Мать Ленина, покупая хутор, хотела, чтобы сын вел хозяйство, и действительно в первый год по приезде в Алакаевку Владимир Ульянов этим занялся: был заведен скот, посеяна пшеница, подсолнух. Но, как потом Ленин рассказывал Крупской, — ведение хозяйства с обращением к крестьянам Алакаевки ставило его в «ненормальные с ними отношения».
Тем более что Владимир Ульянов однажды даже подал в суд на соседских крестьян, чей скот забрел на посевы хутора. (Это, кстати сказать, почти единственное дело, которое он выиграл, за всю свою юридическую практику. —
Поэтому он от хозяйства отказался и стал вести на хуторе беспечную жизнь «барина», приехавшего на дачу.
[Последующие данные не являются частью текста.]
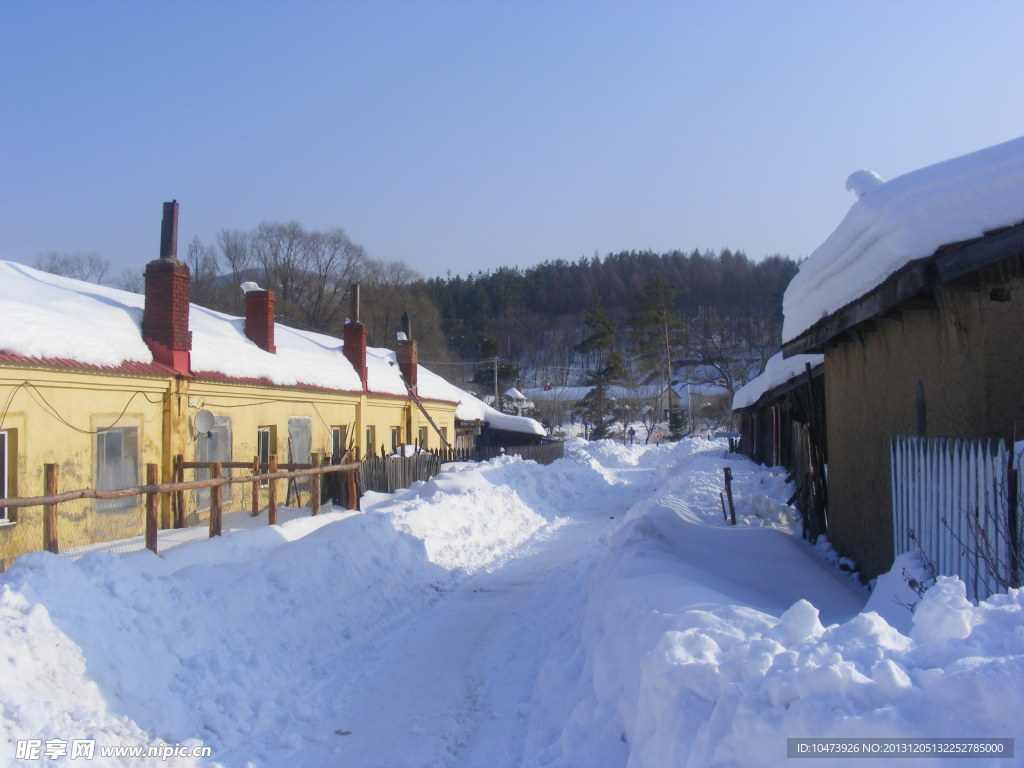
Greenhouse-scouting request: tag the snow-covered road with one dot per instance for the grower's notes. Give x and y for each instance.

В липовой аллее Алакаевки он с удобством готовился к сдаче государственного экзамена в Университете Петербурга, сугубо изучая марксизм, и написал свою первую работу — статью «Новые хозяйственные движения в крестьянской жизни».
По вечерам в алакаевском домике раздавалось иногда пение, это Владимир Ильич пел под аккомпанемент Ольги Ильиничны. Он очень любил музыку и пение, охотно пел сам и слушал пение других: М. Т. Елизарова или хоровое пение. Помню обычный финал его пения, когда он принимался за романс «у тебя есть прелестные глазки». На высоких нотах — «от них я совсем погибаю» — он смеялся, махал рукой и говорил: «Погиб, погиб».